Democratic Sen. Stan White reflects on his first legislative session
It was tough enough taking the helm from one of the state’s most
successful politicians, but when Nags Head Democratic Sen. Stan White
began his job representing the 1st Senatorial District, he was
outnumbered and outgunned by energized opposition.
With his first legislative session behind him, sitting where former
state Sen. Marc Basnight had served for 25 years, White said that being
a newcomer in the minority was no picnic.
The state spending plan passed recently was especially painful,
slashing funds to the bone for schools, cultural resources, and
“In my opinion, it was a bad budget,” White said. “It’s setting back
North Carolina in a lot of areas, certainly in education.”

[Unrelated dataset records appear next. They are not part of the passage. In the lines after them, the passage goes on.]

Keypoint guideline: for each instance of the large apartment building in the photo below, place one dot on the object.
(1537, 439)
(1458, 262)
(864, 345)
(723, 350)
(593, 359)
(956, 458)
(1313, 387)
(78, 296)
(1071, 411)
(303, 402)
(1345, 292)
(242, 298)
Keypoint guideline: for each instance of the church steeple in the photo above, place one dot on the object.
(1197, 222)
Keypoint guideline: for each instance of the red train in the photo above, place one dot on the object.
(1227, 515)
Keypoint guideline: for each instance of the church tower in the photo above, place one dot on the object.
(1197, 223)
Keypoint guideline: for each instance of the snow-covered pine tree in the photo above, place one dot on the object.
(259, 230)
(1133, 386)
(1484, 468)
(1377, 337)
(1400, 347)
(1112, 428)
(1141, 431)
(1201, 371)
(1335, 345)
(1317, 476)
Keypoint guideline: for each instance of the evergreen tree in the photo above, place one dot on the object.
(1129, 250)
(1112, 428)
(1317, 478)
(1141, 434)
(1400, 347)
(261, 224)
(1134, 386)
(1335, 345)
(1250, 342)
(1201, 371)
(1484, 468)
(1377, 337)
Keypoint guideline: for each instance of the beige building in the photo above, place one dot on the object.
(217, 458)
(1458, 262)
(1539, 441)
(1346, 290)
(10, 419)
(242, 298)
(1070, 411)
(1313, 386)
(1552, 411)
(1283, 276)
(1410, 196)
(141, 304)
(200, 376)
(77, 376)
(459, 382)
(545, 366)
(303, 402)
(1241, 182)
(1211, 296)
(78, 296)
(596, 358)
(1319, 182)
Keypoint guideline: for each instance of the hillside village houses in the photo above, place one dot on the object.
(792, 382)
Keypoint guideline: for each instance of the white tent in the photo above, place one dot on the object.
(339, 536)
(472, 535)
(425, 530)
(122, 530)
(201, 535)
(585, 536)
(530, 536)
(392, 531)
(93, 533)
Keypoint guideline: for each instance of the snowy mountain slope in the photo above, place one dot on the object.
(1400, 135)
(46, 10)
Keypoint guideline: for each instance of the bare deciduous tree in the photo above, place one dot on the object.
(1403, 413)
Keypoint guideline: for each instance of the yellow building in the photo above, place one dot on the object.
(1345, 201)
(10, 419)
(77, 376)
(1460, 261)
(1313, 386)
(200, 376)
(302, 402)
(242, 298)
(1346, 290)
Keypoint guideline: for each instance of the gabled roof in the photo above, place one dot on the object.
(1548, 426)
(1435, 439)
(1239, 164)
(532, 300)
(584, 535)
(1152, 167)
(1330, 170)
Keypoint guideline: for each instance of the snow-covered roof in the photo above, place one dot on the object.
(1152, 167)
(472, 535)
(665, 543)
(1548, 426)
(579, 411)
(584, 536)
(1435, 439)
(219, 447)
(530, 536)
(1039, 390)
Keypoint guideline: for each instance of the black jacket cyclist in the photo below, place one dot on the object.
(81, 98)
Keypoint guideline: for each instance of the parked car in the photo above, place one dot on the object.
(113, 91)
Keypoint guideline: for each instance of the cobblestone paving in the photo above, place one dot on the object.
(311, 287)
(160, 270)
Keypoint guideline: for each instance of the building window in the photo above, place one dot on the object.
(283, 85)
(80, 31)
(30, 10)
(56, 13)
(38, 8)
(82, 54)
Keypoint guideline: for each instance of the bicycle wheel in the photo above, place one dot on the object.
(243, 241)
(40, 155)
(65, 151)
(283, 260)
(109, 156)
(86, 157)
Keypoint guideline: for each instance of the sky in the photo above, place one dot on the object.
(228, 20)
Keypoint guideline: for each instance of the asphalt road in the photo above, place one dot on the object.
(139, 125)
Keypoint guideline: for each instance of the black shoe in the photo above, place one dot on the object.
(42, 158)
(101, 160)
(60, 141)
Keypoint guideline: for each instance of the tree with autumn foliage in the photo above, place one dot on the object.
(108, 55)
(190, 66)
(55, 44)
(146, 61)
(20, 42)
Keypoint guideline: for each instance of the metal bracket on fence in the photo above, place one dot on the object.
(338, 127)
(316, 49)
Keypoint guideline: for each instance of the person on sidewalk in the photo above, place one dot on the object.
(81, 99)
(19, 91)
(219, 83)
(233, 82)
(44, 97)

A former Dare County commissioner and most recently a member of the
state Board of Transportation, White, 64, was selected in January by
the district Democratic Party to replace Basnight. Prior to
vote, White assured the party that he intends to run for the seat when
his two-year term is up.
Basnight, first elected in 1984, announced his retirement on Jan. 4,
three weeks before he was to start his 14th term in a wholly new
legislative landscape in Raleigh. For the first time in 140 years, both
houses of the General Assembly were controlled by Republicans --
automatically ending the Manteo Democrat’s record-breaking nine-term
streak as Senate president.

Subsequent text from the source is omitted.